Abstract

To verify whether in patients with biochemical progression after radical prostatectomy (RRP), the administration of a cyclooxygenase-2 (COX-2) inhibitor during the off-phases of intermittent androgen deprivation (IAD) may increase the effectiveness and off-therapy time of intermittent therapy. This is a comparative, prospective study. A total of 44 patients with biochemical progression after RRP were included in a clinical protocol for IAD once prostate-specific antigen (PSA) levels progressed over 0.4 ng/mL. The 44 cases were randomly assigned to receive two different treatment strategies: group A received IAD therapy using bicalutamide 150 mg once daily in the on-phases and no therapy in the off-phases; group B received IAD therapy using bicalutamide 150 mg once daily in the on-phases and etoricoxib 60 mg once daily in the off-phases.
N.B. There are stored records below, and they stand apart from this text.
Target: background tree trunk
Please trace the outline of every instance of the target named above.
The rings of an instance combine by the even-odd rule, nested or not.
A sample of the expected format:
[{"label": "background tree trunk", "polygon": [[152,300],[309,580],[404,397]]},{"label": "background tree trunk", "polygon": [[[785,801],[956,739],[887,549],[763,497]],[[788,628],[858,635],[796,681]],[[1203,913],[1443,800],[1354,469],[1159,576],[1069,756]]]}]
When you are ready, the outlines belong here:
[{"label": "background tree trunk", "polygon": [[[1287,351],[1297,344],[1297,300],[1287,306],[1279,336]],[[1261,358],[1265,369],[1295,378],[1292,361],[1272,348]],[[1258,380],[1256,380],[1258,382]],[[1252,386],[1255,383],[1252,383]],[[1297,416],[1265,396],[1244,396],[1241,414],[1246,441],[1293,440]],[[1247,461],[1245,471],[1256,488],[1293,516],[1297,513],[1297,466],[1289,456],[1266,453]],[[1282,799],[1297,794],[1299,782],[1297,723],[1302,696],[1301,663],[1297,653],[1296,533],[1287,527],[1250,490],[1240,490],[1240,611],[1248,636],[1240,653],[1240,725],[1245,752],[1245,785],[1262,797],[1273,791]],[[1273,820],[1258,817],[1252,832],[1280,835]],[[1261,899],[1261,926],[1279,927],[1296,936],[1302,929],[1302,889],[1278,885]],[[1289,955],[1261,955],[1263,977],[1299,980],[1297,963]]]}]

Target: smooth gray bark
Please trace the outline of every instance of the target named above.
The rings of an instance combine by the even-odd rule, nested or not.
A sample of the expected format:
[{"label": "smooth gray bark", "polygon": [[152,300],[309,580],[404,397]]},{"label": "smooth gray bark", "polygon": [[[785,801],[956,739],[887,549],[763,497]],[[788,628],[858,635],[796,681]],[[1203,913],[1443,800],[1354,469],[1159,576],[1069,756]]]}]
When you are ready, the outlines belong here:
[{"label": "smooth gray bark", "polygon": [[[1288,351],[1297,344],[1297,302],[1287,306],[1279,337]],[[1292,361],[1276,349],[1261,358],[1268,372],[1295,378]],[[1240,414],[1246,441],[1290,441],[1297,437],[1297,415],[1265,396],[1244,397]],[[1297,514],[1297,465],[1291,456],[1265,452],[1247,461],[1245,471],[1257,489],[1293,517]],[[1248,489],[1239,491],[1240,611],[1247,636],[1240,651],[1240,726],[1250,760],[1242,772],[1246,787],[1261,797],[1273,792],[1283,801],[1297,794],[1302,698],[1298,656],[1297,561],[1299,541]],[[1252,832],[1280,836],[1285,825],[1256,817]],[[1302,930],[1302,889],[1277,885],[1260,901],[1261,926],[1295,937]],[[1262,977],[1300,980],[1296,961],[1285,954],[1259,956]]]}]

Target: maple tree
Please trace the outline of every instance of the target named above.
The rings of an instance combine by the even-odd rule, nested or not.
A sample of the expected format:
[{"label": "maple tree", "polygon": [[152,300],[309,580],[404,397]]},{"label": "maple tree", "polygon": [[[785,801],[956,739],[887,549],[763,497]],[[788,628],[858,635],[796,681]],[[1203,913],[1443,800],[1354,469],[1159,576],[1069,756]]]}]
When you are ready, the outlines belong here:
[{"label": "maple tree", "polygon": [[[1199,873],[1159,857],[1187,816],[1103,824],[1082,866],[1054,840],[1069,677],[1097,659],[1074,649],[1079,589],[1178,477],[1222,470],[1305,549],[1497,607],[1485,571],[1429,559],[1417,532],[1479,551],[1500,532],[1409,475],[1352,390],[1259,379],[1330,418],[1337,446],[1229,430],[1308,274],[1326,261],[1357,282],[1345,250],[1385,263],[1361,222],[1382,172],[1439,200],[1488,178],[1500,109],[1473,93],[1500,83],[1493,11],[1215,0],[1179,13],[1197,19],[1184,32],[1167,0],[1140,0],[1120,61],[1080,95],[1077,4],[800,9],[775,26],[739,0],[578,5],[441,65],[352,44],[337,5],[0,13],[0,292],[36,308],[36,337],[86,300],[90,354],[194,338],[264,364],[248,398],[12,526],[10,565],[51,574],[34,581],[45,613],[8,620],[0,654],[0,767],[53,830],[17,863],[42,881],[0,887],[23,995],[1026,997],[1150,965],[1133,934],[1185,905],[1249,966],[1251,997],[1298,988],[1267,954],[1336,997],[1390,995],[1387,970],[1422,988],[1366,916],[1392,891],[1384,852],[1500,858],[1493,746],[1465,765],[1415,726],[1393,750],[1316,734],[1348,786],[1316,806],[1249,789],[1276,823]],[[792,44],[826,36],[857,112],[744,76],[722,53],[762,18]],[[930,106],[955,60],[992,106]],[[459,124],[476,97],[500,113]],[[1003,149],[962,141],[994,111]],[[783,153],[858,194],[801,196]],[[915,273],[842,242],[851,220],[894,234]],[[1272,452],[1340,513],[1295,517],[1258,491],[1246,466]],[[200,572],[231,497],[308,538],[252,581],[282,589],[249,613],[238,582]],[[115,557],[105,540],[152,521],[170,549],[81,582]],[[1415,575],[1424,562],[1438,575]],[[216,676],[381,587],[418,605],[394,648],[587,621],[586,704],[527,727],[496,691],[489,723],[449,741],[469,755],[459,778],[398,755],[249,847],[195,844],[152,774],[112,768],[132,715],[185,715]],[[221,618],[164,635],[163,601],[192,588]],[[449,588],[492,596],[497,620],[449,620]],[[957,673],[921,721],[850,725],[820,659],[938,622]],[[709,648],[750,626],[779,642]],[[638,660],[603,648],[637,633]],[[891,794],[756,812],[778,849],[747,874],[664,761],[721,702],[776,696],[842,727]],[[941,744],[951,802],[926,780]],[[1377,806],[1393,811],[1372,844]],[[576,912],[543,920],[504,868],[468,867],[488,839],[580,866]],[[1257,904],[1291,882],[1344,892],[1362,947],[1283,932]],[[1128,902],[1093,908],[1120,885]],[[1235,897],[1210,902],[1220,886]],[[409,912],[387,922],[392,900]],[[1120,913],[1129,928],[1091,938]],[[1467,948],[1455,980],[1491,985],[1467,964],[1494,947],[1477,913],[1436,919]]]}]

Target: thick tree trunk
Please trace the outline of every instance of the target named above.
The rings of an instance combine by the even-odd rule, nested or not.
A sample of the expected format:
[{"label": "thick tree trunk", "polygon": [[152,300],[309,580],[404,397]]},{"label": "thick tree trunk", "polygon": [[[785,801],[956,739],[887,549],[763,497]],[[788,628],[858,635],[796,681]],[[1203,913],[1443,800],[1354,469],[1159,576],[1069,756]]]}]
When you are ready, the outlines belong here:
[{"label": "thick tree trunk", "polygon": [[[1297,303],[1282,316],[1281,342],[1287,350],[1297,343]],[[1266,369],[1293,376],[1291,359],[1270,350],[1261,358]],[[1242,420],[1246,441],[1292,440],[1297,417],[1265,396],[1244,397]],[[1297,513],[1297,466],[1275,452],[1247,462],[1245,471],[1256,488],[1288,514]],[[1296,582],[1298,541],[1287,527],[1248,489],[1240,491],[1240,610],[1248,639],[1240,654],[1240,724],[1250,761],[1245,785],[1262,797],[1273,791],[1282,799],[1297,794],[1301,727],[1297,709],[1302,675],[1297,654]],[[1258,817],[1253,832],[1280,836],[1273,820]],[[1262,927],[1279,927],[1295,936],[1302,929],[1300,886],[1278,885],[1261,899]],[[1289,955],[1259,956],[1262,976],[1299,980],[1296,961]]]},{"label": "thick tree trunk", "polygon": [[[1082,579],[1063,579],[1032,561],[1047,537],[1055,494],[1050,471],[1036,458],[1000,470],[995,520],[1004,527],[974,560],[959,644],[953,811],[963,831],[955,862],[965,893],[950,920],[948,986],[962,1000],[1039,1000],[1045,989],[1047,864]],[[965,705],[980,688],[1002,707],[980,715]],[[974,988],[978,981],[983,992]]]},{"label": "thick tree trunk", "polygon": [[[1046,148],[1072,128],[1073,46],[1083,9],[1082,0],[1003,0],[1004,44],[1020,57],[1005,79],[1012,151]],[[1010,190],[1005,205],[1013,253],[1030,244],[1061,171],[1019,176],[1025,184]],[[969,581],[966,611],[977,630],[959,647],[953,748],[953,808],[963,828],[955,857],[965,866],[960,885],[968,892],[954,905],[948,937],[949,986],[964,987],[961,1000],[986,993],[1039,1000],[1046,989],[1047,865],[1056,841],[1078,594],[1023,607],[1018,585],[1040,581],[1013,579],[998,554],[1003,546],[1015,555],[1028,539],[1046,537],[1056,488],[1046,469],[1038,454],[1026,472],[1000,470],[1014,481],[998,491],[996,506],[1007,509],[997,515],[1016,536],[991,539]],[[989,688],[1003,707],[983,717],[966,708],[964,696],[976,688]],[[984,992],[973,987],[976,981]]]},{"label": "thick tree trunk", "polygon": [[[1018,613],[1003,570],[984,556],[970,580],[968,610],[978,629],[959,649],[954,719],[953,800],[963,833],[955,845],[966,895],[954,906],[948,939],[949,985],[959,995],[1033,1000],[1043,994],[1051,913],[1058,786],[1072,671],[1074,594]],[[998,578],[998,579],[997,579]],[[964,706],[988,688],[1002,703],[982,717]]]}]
Median follow-up was 62 weeks. In group A 5 of 22 (22.7%) cases and in group B 2 of 22 (9.1%) cases failed to respond to IAD (P >0.05). Comparing the two groups, in all three cycles of IAD the time of the cycles and the time of the off-phases were significantly (P <0.0001) longer in group B than in group A. The highest PSA value reached during the off-phases in each cycle was significantly (P <0.001) lower in group B than in group A. Withdrawal from treatment owing to side effects was not necessary in any of the 44 patients. In patients with biochemical progression after RRP, we showed that the use of a COX-2 inhibitor in the off-phases of IAD is able to increase the off-treatment time significantly.